Передумав держать столь ценного свидетеля на морозе, Дмитрий распорядился отправить его в тепло и создать все условия для подробной письменной исповеди, сам же вернулся в храм преподобного Сергия Радонежского в поисках тишины и одиночества. Увы, но для правителей во все времена эти вещи были редкой роскошью, поэтому всего через полчаса уединение младшего государя Московии было безвозвратно нарушено.
– Что, отче? Скажешь: «Не суди, да не судим будешь»?[157]
Старец Зосима, промолчавший всю «беседу», подошел к юноше и мягким жестом вытер на его лице след от одинокой слезы.
– Бог ему судия, Митрий. И тебе тоже. Не рви себе душу прошлым, живи днем нынешним и грядущим.
Ткнувшись лбом в высушенную временем ладонь, царевич глухо признался:
– Кто бы знал, чего мне стоило удержать батюшку от большой крови! Уговорить его не мстить огульно всем, кого подозревал. Исподволь смягчить его сердце, чтобы не рубил он головы опальным князьям-боярам, только и могущим, что постоянно местничать да склочничать. Отец ведь сразу понял, что матушку отравили!.. Говорил мне, что предают его даже ближники и что опереться толком и не на кого. Все правдой оказалось…
– Государь.
Отстранившись от Зосимы, наследник престола надел маску ледяного высокомерия и только после этого обернулся к сотнику черной стражи. Кинул мимолетный взгляд на свиток в его руках, шевельнул соболиной бровью в немом вопросе: «Читал?» и получил такой же незаметный ответ: «Как можно?! И сам не заглядывал, и за другими проследил!..» Одобрительно качнув головой, младший государь Русского царства принял и развернул порядком исписанный пергамент.
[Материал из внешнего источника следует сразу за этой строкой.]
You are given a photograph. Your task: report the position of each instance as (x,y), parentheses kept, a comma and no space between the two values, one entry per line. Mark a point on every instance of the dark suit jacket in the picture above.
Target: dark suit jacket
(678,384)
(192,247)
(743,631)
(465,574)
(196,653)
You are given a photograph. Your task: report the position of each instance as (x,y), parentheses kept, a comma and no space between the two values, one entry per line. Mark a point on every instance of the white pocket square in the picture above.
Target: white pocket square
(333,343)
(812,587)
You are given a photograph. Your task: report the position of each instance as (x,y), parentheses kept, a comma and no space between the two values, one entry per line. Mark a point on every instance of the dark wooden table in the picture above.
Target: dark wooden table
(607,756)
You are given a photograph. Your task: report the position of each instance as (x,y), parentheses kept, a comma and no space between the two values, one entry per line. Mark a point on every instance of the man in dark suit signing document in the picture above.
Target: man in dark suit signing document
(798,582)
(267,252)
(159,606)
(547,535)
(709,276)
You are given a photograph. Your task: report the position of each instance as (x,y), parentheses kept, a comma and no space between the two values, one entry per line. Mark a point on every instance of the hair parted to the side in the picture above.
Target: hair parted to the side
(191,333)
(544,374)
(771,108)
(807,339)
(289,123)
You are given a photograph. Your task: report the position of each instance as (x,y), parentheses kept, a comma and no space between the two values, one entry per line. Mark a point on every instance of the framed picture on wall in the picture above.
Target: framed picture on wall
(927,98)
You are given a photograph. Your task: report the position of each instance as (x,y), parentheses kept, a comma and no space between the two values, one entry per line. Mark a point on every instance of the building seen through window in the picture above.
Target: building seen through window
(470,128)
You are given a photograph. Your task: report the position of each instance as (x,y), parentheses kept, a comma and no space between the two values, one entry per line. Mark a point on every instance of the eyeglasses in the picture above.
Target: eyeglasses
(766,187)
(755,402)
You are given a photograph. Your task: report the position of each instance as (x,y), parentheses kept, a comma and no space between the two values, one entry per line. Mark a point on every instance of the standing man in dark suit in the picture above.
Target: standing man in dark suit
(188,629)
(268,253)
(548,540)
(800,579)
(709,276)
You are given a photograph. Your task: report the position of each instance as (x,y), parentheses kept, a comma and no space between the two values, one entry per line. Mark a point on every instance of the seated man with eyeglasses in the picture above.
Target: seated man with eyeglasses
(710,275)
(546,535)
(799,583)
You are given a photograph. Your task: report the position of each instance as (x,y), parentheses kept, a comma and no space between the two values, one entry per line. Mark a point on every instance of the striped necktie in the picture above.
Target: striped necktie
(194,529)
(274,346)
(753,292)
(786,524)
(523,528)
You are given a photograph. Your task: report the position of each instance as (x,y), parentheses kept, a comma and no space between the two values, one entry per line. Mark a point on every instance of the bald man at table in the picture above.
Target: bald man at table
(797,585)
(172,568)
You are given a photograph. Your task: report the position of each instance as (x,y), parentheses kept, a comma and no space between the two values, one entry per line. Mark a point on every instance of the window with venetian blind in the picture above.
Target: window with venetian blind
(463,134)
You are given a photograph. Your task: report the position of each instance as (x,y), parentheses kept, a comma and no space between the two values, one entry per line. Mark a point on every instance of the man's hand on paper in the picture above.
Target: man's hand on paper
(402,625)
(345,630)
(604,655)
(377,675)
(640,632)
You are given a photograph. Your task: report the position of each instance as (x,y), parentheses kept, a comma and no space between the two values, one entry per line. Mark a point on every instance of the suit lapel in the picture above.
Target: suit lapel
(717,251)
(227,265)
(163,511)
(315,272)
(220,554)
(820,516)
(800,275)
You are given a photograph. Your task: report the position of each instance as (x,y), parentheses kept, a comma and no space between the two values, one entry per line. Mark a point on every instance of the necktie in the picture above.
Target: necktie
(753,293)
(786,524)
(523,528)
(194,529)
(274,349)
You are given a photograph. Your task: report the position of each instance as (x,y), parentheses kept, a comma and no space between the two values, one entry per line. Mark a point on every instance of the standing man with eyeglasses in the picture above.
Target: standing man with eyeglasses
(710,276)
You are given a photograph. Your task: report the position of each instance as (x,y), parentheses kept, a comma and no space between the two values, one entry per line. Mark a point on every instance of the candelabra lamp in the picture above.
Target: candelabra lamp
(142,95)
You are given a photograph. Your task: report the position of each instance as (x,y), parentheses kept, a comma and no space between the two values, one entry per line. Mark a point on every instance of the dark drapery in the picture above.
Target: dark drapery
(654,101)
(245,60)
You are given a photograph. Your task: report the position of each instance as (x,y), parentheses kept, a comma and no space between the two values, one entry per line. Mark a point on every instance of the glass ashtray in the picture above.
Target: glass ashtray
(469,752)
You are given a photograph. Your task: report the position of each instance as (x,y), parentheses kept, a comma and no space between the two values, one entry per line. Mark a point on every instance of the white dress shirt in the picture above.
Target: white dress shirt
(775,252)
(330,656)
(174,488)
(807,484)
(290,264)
«Полюбопытствуем, что там Сильвестр накарябал. Так. И это не забыл? Хорошо».
Увидев, как руки в шелковых перчатках скручивают телячью кожу в тугой рулончик, сотник тут же снял с пояса тул для царских посланий. Вслед за ним пояс полегчал на бронзовую сургучницу[158], в чашечке которой незамедлительно устроился кусочек ярко-алого сургуча. Полминуты разогрева на огоньке большой свечи (старец Зосима предпочел это «не заметить»), затем жидкую массу вылили в специальное углубление на футляре и ненадолго прижали холодным золотом большого перстня-печатки, оставив на застывшем сургуче четкий оттиск Феникса.
«Адашева посылать нельзя, батюшка может припомнить грехи его покойного дяди. Скопин-Шуйский тоже не подходит. Бутурлин?»
– Мстиславского ко мне.
Вручив мемуары инока Спиридона появившемуся княжичу, его хмурый господин повелел как можно быстрее доставить великому государю «радосзетную весть».
– Петр Лукич, отряди-ка ты с Федькой десяток воев.